Big-O

This tutorial introduces the reader to Big-O, a mathematical notation that helps us describe the limiting behavior of an algorithm's timing or spacing function as the problem size tends towards large values or infinity.

WARNING: This tutorial assumes that students have either taken or exempted MATH 1113 (precalculus). This means that students should be familiar with inequalities, logarithms, and exponents. Any new math concepts or symbols will be presented in context with examples.

INFO: Some of the material presented in this tutorial will be covered in other Computer Science classes such as Discrete Mathematics and Data Structures. In those classes, mathematical rigor is required. However, in CSCI 1302, we ignore some of the rigor so that students can get the gist of the concepts in order to apply them in practical situations. While some of this will be repeated in later courses, expect that those courses will require better explanations or even rigorous proofs, especially when it comes to the math.

Motivation

Given multiple algorithms that solve the same problem, which one do you choose? For example, there are many famous algorithms that can be used to sort an array of directly comparable values. This means you have a choice. There are often important trade-offs between each choice that impact, in a very practical way, the use of one algorithm over another in any given application.

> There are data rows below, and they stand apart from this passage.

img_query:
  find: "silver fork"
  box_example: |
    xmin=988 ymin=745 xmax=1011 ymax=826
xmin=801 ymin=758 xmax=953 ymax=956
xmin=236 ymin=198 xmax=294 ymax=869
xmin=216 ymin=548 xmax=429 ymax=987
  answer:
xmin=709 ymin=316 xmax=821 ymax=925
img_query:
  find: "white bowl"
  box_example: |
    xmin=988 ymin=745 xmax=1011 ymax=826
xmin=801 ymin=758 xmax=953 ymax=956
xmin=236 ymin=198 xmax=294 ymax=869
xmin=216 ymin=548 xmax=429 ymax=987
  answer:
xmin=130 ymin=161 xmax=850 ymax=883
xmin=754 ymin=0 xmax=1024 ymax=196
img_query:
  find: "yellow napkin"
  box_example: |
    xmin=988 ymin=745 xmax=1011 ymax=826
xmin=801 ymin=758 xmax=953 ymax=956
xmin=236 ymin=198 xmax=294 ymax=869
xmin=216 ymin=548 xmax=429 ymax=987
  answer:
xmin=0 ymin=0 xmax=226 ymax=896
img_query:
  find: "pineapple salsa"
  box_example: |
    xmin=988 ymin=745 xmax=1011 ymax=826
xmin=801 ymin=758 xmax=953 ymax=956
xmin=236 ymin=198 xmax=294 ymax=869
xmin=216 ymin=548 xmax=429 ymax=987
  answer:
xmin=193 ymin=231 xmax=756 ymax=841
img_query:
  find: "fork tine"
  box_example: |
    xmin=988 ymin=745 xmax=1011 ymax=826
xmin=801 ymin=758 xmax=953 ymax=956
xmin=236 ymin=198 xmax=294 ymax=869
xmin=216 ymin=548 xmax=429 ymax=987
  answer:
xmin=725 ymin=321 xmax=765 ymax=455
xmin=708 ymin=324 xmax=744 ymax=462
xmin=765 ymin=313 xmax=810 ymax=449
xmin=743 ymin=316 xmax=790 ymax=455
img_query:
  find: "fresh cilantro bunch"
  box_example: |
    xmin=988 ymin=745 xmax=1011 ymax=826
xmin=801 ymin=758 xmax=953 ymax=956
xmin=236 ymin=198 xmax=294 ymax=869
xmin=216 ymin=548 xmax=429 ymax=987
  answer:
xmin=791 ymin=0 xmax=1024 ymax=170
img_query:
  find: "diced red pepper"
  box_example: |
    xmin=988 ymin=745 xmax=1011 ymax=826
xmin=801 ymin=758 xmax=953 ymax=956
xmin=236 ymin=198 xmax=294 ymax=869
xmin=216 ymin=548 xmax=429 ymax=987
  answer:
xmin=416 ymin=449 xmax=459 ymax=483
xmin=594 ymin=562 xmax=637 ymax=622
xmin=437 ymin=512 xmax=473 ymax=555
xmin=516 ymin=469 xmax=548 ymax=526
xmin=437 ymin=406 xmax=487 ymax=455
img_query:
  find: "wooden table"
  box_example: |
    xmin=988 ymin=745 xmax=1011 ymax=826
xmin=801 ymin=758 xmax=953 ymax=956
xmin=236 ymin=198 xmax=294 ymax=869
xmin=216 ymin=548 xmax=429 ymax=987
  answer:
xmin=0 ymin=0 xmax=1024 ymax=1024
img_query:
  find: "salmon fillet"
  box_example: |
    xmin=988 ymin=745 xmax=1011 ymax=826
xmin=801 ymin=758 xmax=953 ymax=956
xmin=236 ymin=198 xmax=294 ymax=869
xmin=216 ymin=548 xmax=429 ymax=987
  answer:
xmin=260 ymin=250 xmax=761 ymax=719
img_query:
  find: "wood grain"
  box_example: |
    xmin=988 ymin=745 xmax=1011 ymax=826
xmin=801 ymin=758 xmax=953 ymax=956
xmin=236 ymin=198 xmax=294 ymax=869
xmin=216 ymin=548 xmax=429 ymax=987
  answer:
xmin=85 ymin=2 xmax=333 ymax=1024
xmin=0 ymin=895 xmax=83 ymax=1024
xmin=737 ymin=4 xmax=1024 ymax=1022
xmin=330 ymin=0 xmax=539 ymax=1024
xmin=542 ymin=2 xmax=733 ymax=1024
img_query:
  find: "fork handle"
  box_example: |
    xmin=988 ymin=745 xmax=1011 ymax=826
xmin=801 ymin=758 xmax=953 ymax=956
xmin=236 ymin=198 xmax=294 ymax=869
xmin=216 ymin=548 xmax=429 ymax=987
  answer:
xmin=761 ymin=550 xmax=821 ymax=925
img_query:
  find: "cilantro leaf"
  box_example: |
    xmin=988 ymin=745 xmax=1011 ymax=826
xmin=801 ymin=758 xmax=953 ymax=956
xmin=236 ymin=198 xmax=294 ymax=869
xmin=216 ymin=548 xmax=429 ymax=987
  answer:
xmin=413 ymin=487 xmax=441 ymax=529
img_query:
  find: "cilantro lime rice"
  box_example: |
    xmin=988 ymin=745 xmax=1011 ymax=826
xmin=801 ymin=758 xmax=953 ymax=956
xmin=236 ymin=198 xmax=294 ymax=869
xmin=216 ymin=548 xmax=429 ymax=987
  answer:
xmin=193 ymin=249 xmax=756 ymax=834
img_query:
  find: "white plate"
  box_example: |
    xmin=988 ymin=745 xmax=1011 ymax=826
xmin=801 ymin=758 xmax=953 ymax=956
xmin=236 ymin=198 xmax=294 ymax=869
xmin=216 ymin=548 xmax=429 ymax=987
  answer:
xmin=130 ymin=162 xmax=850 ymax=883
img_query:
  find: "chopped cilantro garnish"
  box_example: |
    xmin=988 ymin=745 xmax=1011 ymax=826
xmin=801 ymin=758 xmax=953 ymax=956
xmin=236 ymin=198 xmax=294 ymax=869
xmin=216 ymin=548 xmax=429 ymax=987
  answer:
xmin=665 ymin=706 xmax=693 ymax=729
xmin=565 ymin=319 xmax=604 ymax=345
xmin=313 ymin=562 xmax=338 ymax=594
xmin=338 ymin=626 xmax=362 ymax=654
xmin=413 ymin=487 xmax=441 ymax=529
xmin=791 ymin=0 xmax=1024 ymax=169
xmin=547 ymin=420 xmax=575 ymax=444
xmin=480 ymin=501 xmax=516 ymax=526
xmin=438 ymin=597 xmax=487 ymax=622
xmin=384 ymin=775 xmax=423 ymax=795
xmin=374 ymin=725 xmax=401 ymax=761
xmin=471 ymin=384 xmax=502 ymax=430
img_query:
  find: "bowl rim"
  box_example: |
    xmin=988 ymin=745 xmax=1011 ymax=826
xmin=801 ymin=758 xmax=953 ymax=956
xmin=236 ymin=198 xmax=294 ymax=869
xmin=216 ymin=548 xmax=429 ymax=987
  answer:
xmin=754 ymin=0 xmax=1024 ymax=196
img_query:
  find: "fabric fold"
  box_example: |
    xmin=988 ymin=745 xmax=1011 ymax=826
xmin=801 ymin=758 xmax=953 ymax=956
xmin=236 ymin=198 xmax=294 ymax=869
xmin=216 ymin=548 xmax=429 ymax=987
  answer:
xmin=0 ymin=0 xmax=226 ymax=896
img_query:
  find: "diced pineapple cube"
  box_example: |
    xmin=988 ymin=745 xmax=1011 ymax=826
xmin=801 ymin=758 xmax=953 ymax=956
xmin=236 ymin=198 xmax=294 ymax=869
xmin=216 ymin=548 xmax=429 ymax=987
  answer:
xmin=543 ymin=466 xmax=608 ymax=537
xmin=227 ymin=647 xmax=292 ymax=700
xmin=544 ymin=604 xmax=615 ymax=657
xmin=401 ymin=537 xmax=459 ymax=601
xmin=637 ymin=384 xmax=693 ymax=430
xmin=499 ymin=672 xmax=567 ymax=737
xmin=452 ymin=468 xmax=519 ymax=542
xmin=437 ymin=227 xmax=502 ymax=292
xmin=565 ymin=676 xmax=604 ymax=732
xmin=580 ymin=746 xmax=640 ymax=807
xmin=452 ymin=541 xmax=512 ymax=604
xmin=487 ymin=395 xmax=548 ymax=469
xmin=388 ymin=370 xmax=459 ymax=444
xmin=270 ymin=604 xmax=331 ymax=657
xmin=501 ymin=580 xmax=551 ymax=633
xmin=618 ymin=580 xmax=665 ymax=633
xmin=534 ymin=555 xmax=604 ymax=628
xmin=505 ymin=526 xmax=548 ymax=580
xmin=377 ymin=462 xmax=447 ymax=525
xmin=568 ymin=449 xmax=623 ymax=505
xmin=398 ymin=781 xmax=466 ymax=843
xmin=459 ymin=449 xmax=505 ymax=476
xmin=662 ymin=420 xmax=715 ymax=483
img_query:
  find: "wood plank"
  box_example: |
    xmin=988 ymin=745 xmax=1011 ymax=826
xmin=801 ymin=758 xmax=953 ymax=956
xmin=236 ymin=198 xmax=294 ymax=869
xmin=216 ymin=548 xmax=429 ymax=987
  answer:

You're likely familar with deriving a timing or spacing function for an algorithm. Given such a function, we can classify the algorithm into a complexity class based on the function. We can then say that algorithms whose functions are in the same complexity class behave similarly. Furthermore, if two algorithms are in different complexity classes, then one is clearly better than the other with respect to the unit used for the function (e.g., the set of key processing steps or the unit of space measurement).

Symbols and Notation

Here is a list of symbols and notation that we will use in this tutorial:

Symbols and Notation
Symbol / Notation	Meaning
$\mathbb{N}_0$	set of natural numbers, including $0$
$\mathbb{R}^+$	set of positive real numbers
$x \in S$	$x$ is an element of a set denoted by $S$ (i.e., $x$ is in $S$).
$f : A \to B$	$f$ is a function with domain set $A$ and codomain set $B$ (i.e., $f$ is a function from $A$ to $B$).
$a \to b$	$a$ implies $b$
$a \leftrightarrow b$	$a$ if, and only if $b$ (sometimes written "$a$ iff $b$")
${\rm O}(\cdot)$	Big-O of $\cdot$

Informal Definition of Big-O

Please bear with us through the next few sentences; we'll explain the math as we go. Big-O defines a set of functions with a similar upper bound. Here is an informal definition for membership in a particular Big-O set, assuming the functions we wish to classify are strictly positive for large input values:

DEFINITION (Big-O): Let $f : \mathbb{N}_0 \to \mathbb{R}^+$ and $g : \mathbb{N}_0 \to \mathbb{R}^+$ be functions where $g(n)$ is strictly positive for large enough values of $n$. Then, we can only say that $ f(n) \in {\rm O}(g(n)) $ if we can also show that $$ f(n) \leq c \cdot g(n) $$ for some positive constant $c$ and for all sufficiently large $n$. The notation $f(n) = {\rm O}(g(n))$ is also used to denote $f(n) \in {\rm O}(g(n))$. Finally, we call $g(n)$ the characteristic function for ${\rm O}(g(n))$.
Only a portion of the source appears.